他在半夜裡坐起,忍不住苦笑起來:“呃……不可能。十年裡那丫頭腦子總會長進一些吧?”忽然爲自己這樣的心神不定感到沮喪,他有些恨自己不爭氣地敲了敲自己的腦袋,翻身重新躺下。
“噠”,寂靜中,房間某處陡然傳來輕輕一聲響,在深夜時候比白日更爲清晰。這一次南宮陌準確地聽出了聲音傳來的方位,想也不想、立刻抽劍向着旁邊的壁櫥內刺去!
噗的一聲,滅魂劍沒入了朽木,壁櫥裡傳來沉悶的一聲響,有什麼東西轟然失去了平衡,壓得櫥門整扇向外倒下。木屑紛飛中南宮陌立刻點足跳回到了桌邊,藉着奄奄一息的殘燈,看着壁櫥裡爬出來的東西——又是一個慘白的殭屍。
那一劍在殭屍身上刺出一個透明的窟窿,血如同從破裂的皮囊裡傾瀉般流了出來,滿地都是。血泊中那個殭屍倒地抽搐,掙扎着,一寸一寸地爬過來,灰白色的眼球往上翻着,緊緊盯着他,喉嚨裡發出咳咳的聲音。
南宮陌看着那個詭異的殭屍拖着一身的血爬過來,只覺全身發冷。在那隻慘白的手抓住自己足踝前、一腳踢在殭屍太陽穴上,因爲緊張用力過猛,竟一下子將那顆頭顱從腐爛的身體上踢飛出去。
“咕咚”一聲,人頭在牆壁上濺出一朵血紅色的花,滾落在地。屍身抽搐了幾下,也不再動彈。
南宮陌長長出了口氣,不自禁地一陣噁心。看着地上那個沒有了頭的屍體,心中的疑惑卻更加濃了:已經見到了兩個同樣的“殭屍”,但是每一個似乎都僵硬而笨拙、沒有太大的傷害力。在被他驚動之前,似乎那些殭屍都是安靜地呆着,沒有主動傷害人的打算。
但這些殭屍到底是怎麼出現的?
南疆奇奇怪怪的事情很多,桃花瘴,苗人的巫術,幻花宮的司花女史,拜月教的鬼降……這些東西他行走江湖之時早有耳聞。然而卻從未聽說過有眼前這樣的行屍走肉。或者,這裡是出現了一種奇怪的瘟疫?
他盯着牆上那一灘血跡出神,心裡卻已經閃電般轉過了無數個念頭。
然而等眼神凝聚的剎那,他忽然不自禁地脫口低呼——花!
牆壁上,在方纔人頭濺上去的那灘血裡,居然又快速地開出了一朵鮮紅色的花!抽芽,長葉,開花於一瞬之間,快得讓人以爲自己是在做夢。
太奇怪的花……和後院到叢生着的紅色野花一模一樣。
南宮陌心知蹊蹺,不敢去觸碰那已經結出花籽的奇異植物,想了想,弦月葉默不作聲地滑落到手心,微微一揚,薄薄的彎刃向着那脆弱的花莖割了過去。
“叮!”那個瞬間,花籽忽然裂開,一個細小尖利的東西彈了出來、打在弦月葉上。那樣細微的東西,居然能將他發出的飛刀打得偏離了原來的方向!弦月葉呼嘯着轉入空氣,他卻在同時拔劍,立刻急封面前空門——又是一聲“叮”的劇響,手腕被震得發疼,黑暗中,有什麼細微的東西再度被他攔截住,轉了個頭,沒入黑暗。

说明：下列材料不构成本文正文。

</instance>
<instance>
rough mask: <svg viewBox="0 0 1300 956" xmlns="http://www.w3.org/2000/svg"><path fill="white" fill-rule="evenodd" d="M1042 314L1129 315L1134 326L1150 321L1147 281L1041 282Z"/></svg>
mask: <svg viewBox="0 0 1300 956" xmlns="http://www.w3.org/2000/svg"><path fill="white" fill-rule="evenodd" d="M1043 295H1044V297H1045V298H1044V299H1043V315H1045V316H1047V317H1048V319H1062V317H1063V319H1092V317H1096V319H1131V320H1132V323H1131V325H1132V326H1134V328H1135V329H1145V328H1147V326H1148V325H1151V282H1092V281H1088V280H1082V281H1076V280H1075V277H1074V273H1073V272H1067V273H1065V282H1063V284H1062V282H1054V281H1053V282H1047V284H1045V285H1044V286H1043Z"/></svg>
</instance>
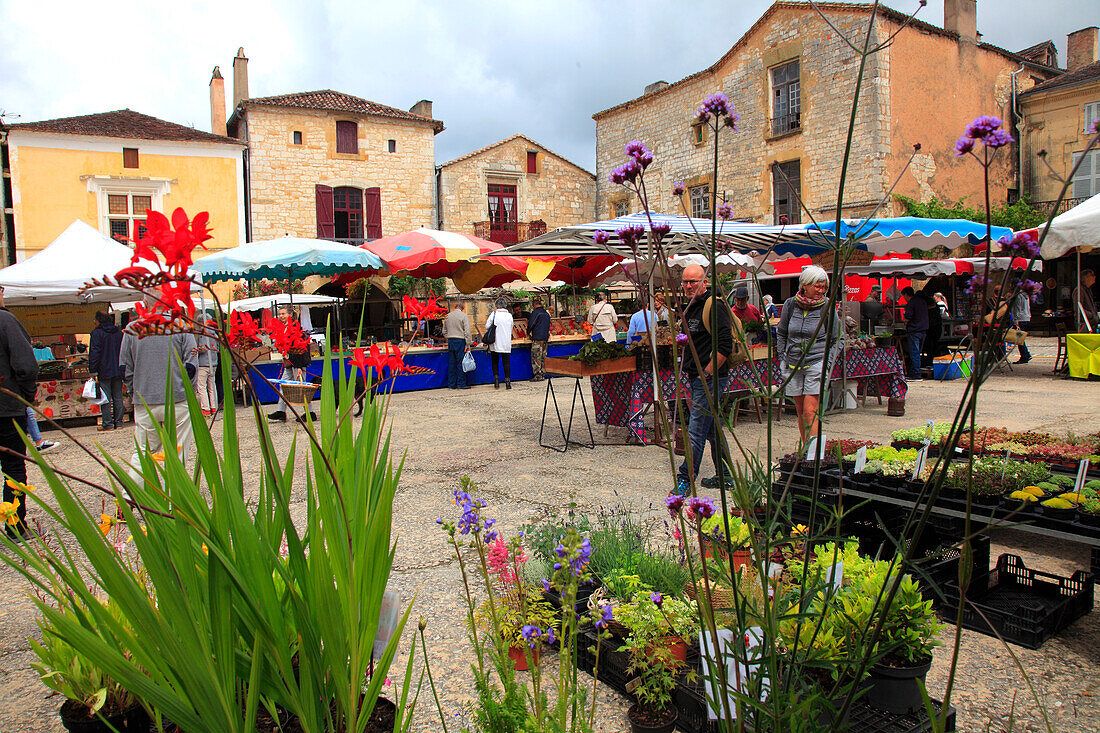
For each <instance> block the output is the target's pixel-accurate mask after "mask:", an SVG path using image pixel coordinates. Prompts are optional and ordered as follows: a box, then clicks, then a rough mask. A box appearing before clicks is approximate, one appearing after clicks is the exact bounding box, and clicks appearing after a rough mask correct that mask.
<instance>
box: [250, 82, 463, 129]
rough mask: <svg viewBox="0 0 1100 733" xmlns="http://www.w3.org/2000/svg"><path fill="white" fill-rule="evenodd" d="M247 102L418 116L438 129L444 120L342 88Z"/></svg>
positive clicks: (379, 115) (411, 115)
mask: <svg viewBox="0 0 1100 733" xmlns="http://www.w3.org/2000/svg"><path fill="white" fill-rule="evenodd" d="M242 103H244V105H265V106H268V107H299V108H304V109H324V110H332V111H335V112H353V113H355V114H375V116H378V117H390V118H395V119H398V120H416V121H418V122H431V123H432V125H433V127H436V128H437V132H438V131H439V130H442V129H443V123H442V122H440V121H439V120H432V119H431V118H427V117H423V116H421V114H414V113H412V112H408V111H406V110H403V109H397V108H396V107H386V106H385V105H379V103H377V102H373V101H371V100H370V99H362V98H361V97H353V96H351V95H345V94H343V92H342V91H333V90H332V89H318V90H317V91H297V92H294V94H289V95H276V96H274V97H253V98H251V99H245V100H244V101H243V102H242Z"/></svg>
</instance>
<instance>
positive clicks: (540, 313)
mask: <svg viewBox="0 0 1100 733" xmlns="http://www.w3.org/2000/svg"><path fill="white" fill-rule="evenodd" d="M527 335H528V337H530V339H531V373H532V374H533V376H531V381H532V382H541V381H542V380H544V379H546V369H544V366H546V359H547V343H548V342H549V341H550V314H549V313H548V311H547V309H546V308H543V307H542V298H535V310H532V311H531V316H530V318H528V319H527Z"/></svg>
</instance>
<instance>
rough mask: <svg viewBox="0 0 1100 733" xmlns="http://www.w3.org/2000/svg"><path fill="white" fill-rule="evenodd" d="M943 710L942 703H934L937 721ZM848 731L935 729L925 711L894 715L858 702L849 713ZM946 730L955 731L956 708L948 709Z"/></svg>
mask: <svg viewBox="0 0 1100 733" xmlns="http://www.w3.org/2000/svg"><path fill="white" fill-rule="evenodd" d="M943 708H944V707H943V704H942V703H941V702H937V701H936V700H933V701H932V709H933V710H934V711H935V716H936V719H937V720H938V718H939V715H941V710H943ZM847 730H848V731H849V733H923V732H924V731H932V730H934V729H933V722H932V720H931V719H930V718H928V714H927V713H926V712H925V711H924V710H923V709H922V710H921V711H919V712H915V713H911V714H909V715H894V714H892V713H888V712H884V711H882V710H877V709H875V708H872V707H870V705H869V704H867V703H864V702H858V701H857V702H856V703H855V704H853V705H851V710H850V711H849V713H848V729H847ZM944 730H945V731H954V730H955V708H948V709H947V718H946V719H945V721H944Z"/></svg>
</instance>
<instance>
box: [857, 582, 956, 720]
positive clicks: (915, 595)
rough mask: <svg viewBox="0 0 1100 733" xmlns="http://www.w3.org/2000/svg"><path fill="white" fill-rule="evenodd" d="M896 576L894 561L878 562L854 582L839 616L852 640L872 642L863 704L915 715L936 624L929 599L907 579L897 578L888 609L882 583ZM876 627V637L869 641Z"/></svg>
mask: <svg viewBox="0 0 1100 733" xmlns="http://www.w3.org/2000/svg"><path fill="white" fill-rule="evenodd" d="M894 572H898V565H897V564H895V562H887V561H878V562H876V564H875V570H873V571H872V572H870V573H868V575H867V576H866V577H865V578H861V579H859V580H858V581H856V582H854V583H853V586H850V587H849V588H848V589H847V592H845V593H844V597H843V601H842V602H843V606H844V611H843V614H844V616H845V617H846V619H848V620H849V623H850V624H851V628H850V636H849V638H851V639H860V641H861V642H864V643H869V644H872V648H870V649H869V650H868V652H869V654H870V655H871V658H875V659H877V661H876V663H875V664H873V665H872V666H871V668H870V674H869V676H868V691H867V698H866V699H867V702H868V703H869V704H871V705H872V707H875V708H878V709H879V710H884V711H887V712H889V713H892V714H897V715H904V714H909V713H913V712H916V711H917V710H921V709H922V708H923V707H924V696H923V693H922V691H921V686H922V685H923V682H924V678H925V676H926V675H927V672H928V669H930V668H931V667H932V649H933V648H935V647H936V646H937V645H938V644H939V642H938V641H937V639H936V634H937V633H938V632H939V628H941V625H939V623H938V622H937V621H936V612H935V611H934V610H933V606H932V601H931V600H927V601H926V600H924V598H923V597H922V595H921V589H920V587H919V586H917V583H916V581H914V580H913V578H912V577H911V576H908V575H906V576H903V577H902V578H901V579H900V580H898V581H897V582H898V589H897V593H895V594H894V597H893V600H892V601H891V602H890V604H889V606H887V608H883V603H884V600H886V598H887V597H884V595H883V594H882V593H881V591H882V588H883V583H889V582H891V580H890V578H889V575H891V573H894ZM876 625H880V626H881V628H880V632H879V634H878V637H877V638H875V637H873V636H872V637H868V634H870V633H871V632H872V630H873V628H875V627H876Z"/></svg>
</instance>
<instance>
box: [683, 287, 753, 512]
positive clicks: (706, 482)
mask: <svg viewBox="0 0 1100 733" xmlns="http://www.w3.org/2000/svg"><path fill="white" fill-rule="evenodd" d="M681 285H682V287H683V294H684V297H685V298H686V299H687V303H686V305H685V306H684V322H685V324H686V327H687V342H685V343H684V344H683V362H682V363H683V371H684V373H685V374H686V375H687V378H689V380H690V383H691V416H690V418H689V423H687V436H689V438H690V441H691V466H689V464H687V459H686V458H685V459H684V462H683V463H682V464H681V466H680V471H679V472H678V474H676V488H675V493H678V494H681V495H687V494H690V493H691V485H692V481H693V480H694V479H695V478H696V477H697V475H698V469H700V464H701V463H702V461H703V449H704V448H705V447H706V444H707V441H709V442H711V459H712V460H713V461H714V467H715V472H716V475H715V477H714V478H712V479H703V480H702V481H701V482H700V483H701V484H702V485H703V486H704V488H706V489H713V488H715V486H717V485H718V482H719V478H718V475H717V472H718V471H720V470H722V469H720V467H723V466H726V464H728V458H727V457H726V456H725V453H724V452H719V451H720V450H722V449H720V444H716V442H715V436H714V414H713V413H712V412H711V402H709V400H711V398H713V400H714V401H715V404H720V402H722V397H723V394H724V393H725V391H726V381H727V379H728V375H729V368H730V366H735V365H738V364H740V363H744V362H745V360H746V359H747V358H748V353H747V351H746V350H745V341H744V338H741V339H737V338H735V331H736V330H737V329H739V328H740V325H739V324H738V322H737V318H736V316H734V314H733V313H731V311H730V310H729V305H728V304H727V303H726V302H725V299H724V298H720V297H718V298H716V297H714V295H713V294H712V293H711V291H709V288H708V287H707V286H706V272H705V271H704V270H703V267H701V266H700V265H689V266H687V267H684V273H683V276H682V278H681ZM716 304H717V306H718V307H717V329H716V330H715V333H716V335H717V336H716V337H712V333H711V320H712V318H713V317H714V316H713V315H712V314H713V313H714V310H713V309H714V307H715V305H716ZM738 341H739V343H738ZM714 342H717V348H718V354H717V359H716V360H715V361H712V357H713V355H714V354H713V350H714ZM738 346H739V348H737V349H736V352H737V354H738V355H737V357H735V358H733V359H731V357H733V355H734V353H735V348H736V347H738ZM692 347H694V353H693V351H692ZM695 354H697V355H698V362H697V363H696V361H695ZM708 395H709V396H708ZM719 429H720V427H719ZM725 483H727V484H728V483H729V477H728V475H727V477H725Z"/></svg>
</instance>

那個不是花籽……那個東西絕對不是花籽。在後院那個殭屍的頸部血肉裡,蠕動着的也是同樣的東西:那是有生命、會自己活動的事物,有着奇特而強大的力量。
到底是什麼?……到底是什麼東西藏在這個黑暗的空寨裡!
南宮陌盯着牆上那朵枯萎了的花,心中陡然有一種不祥的預感——彷彿黑暗中有什麼東西悄然降臨了,濃重的邪異氣息撲面而來。
“噠噠噠”,一連串的敲擊聲,從各處傳出,不徐不緩,彷彿房子內外面有無數人用指節敲擊着這座房子的牆壁。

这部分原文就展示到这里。